Another adventure between the two occurred on Route 168, along the river bluffs north of Hannibal. Richard Treat had access to military surplus 45-caliber pistols, plus ammunition.
"His dad, Parker Treat . was the head of the old Missouri Home Guard. It disbanded. Richard was able to come up with some of their firearms and a lot of ammunition," Pitney said.
Treat encouraged a group of boys to accompany him to the bluffs, where they shot offammunition. "Bang, bang, bang," Pitney described, the noise making his ears ring. "I shot four or five clips without ear protection," he said. To this day, Pitney suffers from tinnitus, a condition he traces back to that day spent with RichardTreat .

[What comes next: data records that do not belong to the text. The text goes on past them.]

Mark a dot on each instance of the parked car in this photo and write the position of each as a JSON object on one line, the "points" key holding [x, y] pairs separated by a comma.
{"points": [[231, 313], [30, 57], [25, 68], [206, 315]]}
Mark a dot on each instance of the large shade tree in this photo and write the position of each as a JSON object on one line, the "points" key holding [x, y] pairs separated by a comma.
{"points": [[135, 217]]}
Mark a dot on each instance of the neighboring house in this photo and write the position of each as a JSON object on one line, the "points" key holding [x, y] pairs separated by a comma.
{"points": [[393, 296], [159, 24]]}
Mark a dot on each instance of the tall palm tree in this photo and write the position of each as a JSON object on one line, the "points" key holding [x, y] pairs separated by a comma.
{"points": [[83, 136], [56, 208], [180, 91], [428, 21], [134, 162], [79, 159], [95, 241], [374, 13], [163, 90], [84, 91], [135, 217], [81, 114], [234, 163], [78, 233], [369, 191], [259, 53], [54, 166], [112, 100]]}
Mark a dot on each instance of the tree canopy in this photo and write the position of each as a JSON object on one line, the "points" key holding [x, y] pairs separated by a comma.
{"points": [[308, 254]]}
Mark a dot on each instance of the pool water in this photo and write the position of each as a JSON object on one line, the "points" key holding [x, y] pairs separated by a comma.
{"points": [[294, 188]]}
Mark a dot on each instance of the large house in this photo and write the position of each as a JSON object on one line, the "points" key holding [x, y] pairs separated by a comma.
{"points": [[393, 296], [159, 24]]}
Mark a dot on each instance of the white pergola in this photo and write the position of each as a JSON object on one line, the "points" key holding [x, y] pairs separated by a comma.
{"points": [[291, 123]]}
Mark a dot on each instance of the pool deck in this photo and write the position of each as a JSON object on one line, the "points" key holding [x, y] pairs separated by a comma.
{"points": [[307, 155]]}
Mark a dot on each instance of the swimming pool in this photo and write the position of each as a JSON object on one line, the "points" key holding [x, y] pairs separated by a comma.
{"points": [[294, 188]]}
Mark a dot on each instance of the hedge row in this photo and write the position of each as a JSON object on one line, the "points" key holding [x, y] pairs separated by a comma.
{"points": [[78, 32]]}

Pitney described Treat as a big guy, with light brown hair, who was popular among his classmates.
He had a lot of interests, including photography. "He had a place in the basement of their home on Garfield where he developed film," Pitney said. Once, during a fall festival, he took a photo of Pitney sitting atop a new tractor. "That would have been in 1949 or 1950," he said. Pitney shook his head when asked if he knew what became of that photo.
The loss of Treat was tragic, Pitney said, a blow to his friends, family and the community.
Class of 1951
The Hannibal High School Class of 1951 celebrated their collective 80th birthdays this year, and members now get together monthly. Pitney believes that if Richardwas alive, he would be a part of those gatherings.
"What holds us together (1951 classmates) is that we have a nice respect for one another. All we want to do is sit around and talk about our memories.
Last year, Pitney was inducted into the Missouri Sports Hall of Fame. During his career, Pitney spent 35 years of coaching and four years as an athletic director.
At HLG, Pitney played on the basketball team with junior college Hall of Famers Cotton Fitzsimmons and Ray Schumann. While attending HLG, Pitney twice helped the Trojans finish third in the nation before graduating from the then junior college and transferring to Truman State University.
Pitney returned to Hannibal-LaGrange in 1966 as the head men's basketball coach. He accumulated a 79-56 record with the Trojans before leaving in 1971 to become the men's first assistant basketball coach at Truman State.
After spending 23 seasons in Kirksville, Pitney retired from coaching and became the athletic director at Hannibal-LaGrange where he helped start the men's and women's soccer programs. He also helped establish Nichols Field, the HLGU softball field, Blackwell Field, and the soccer practice field, now known as Pitney Field.